It will roll in from the east at 7:20, sunrise, as the rays pour into vast space through the vaulted skylight. This is what public works can look like and feel like; did you forget? This is what government can accomplish when it sets out to build big things.

Spanning an acre of glass 92 feet up, the translucen­t roof restores to Penn Station what the wrecker’s ball felled in 1963: natural light. The original 1910 Penn was bathed in it under soaring ceilings. The shocking demolition of that glorious edifice strengthen­ed the landmarks preservati­on movement, which saved Grand Central Terminal and its sunlit concourse.

As Moynihan, the learned senator who pushed for this for years before his passing in 2003 said, we had a shot at redemption — the chance to save Penn’s surviving twin right across Eighth Ave., a building by the same architects, in the same Beaux-Arts style, with the same footprint and the same tracks and platforms beneath: the 1913 monumental General Post Office, with its wide steps and chiseled frieze proclaimin­g, “Neither snow nor rain nor heat nor gloom of night stays these couriers from the swift completion of their appointed rounds.”

Year after year, bureaucrac­y and inertia and myopia and small thinking stayed the completion of Moynihan’s wise vision.

Full credit to Gov.

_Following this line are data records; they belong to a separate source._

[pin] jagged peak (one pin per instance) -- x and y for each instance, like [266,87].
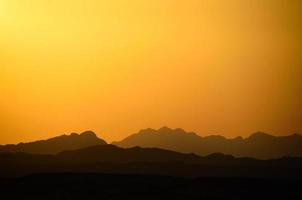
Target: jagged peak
[260,134]
[88,133]
[165,128]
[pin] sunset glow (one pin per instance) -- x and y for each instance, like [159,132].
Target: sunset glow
[210,66]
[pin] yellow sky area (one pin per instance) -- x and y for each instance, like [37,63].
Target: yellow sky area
[209,66]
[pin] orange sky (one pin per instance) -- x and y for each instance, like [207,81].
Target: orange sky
[210,66]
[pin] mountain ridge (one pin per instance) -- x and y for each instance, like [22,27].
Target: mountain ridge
[258,145]
[56,144]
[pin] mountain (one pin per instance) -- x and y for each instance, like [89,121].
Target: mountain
[258,145]
[56,144]
[136,160]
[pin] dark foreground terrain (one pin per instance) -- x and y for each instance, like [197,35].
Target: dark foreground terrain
[106,186]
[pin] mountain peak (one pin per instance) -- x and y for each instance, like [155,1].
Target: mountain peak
[260,135]
[164,128]
[56,144]
[88,133]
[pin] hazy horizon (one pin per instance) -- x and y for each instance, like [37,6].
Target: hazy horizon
[212,67]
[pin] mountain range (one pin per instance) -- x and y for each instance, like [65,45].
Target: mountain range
[56,144]
[259,145]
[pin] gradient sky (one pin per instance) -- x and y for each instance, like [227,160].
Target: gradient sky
[228,67]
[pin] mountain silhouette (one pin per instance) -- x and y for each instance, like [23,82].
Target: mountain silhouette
[258,145]
[56,144]
[137,160]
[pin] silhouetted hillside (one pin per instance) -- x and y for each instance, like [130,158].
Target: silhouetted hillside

Cuomo, who finally got it done on budget and ahead of schedule, another timely reminder that beautiful and useful public works can uplift and serve the masses. We also salute Michael Evans, who started working on the project a decade ago and led the effort for six years before his untimely death i n March at the young age of 40. It is fitting that the great space is named for Moynihan, as we urged when he announced his retirement in 1998. We didn’t know it would take 22 years. It is also right that the whole structure is the James A. Farley Building, after Big Jim, FDR’s campaign manager who was postmaster general when the western half of the place was erected.

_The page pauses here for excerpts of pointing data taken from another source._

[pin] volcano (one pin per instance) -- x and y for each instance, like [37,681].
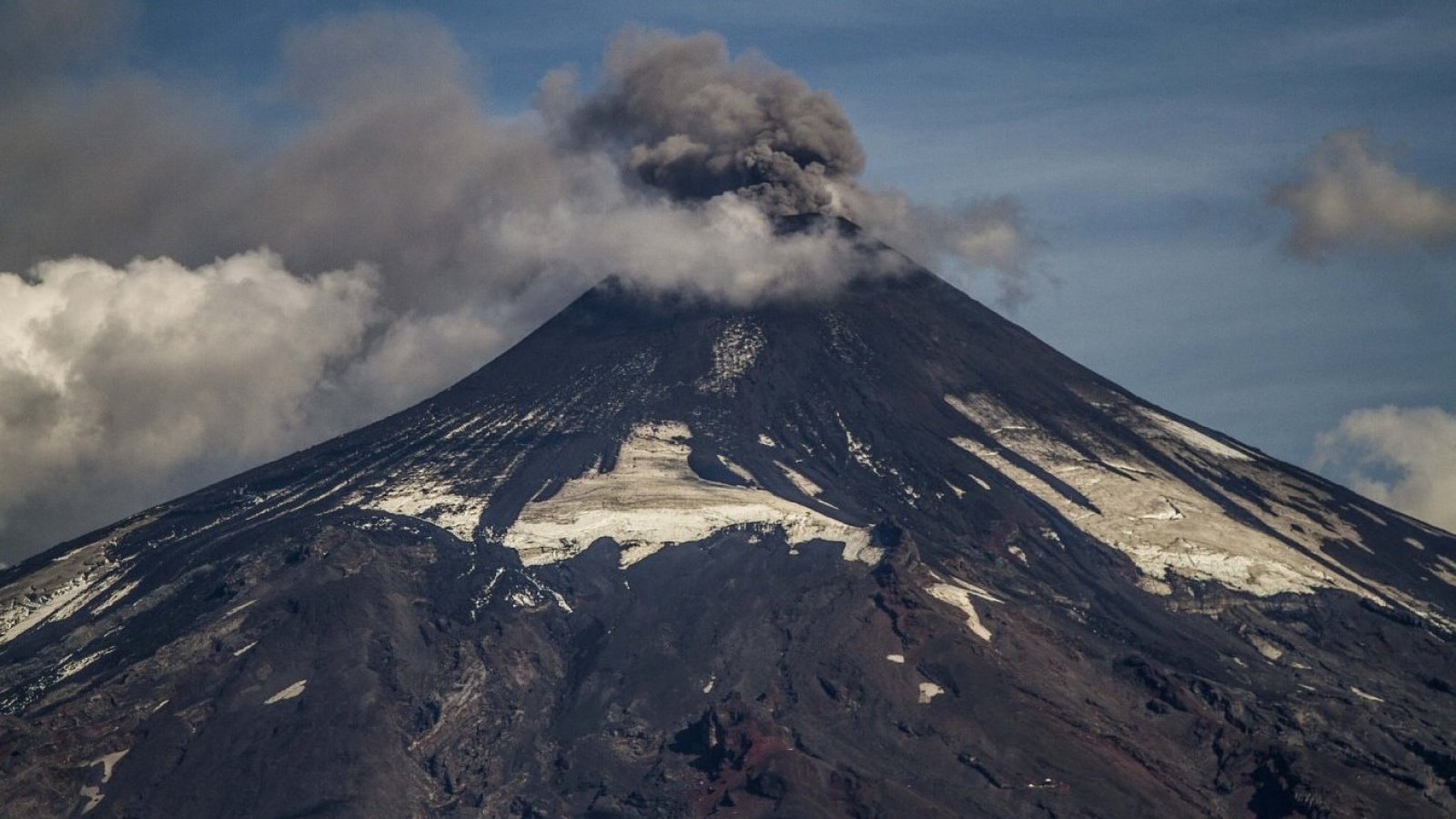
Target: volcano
[873,552]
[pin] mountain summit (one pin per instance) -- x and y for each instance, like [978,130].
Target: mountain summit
[873,552]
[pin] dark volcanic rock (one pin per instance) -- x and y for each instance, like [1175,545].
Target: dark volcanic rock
[881,554]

Big Jim died the very day that Pat began his first Senate run, June 9, 1976. And it was a freshman congressma­n on the Post Office committee who put Farley’s name on the building in 1982. That was Chuck Schumer, who has championed the Train Hall plan for years.

Over time, including when our offices were right around the corner, we’ve been to too many tangled ribbon cuttings for Moynihan/Farley/Penn — so many that it started seeming like one of those dreams that repeats, never quite fitting together. This week’s was the last. This week, we woke up.

Most welcome is a direct connection from the grand postal lobby and by next year, an arcade all the way out to Ninth Ave., mirroring 1910 Penn. It’s also excellent that policing and cleaning, now balkanized at Penn, will be unified.

What’s stupid are signs on the doors saying that NJTransit is only available across Eighth Ave. That’s actually not true for the soon-to-be majority carrier at Penn. However, NJT’s Tracks 1 to 4 don’t yet extend to Moynihan, and NJT is spending $340 million on unnecessar­y work at Penn that could instead be used to bring their passengers into the light.

The first Gov. Cuomo wisely lengthened all the LIRR platforms west in 1986. NJT’s four tracks must be extended next, increasing efficiency and relieving crowding.

As this Gov. Cuomo hands Amtrak the keys to the new palace, he should insist that they give him the keys to Penn. Then New York can finally fix up all of that dungeon. It may never inspire like Moynihan Train Hall does, but at least it can serve the people with dignity.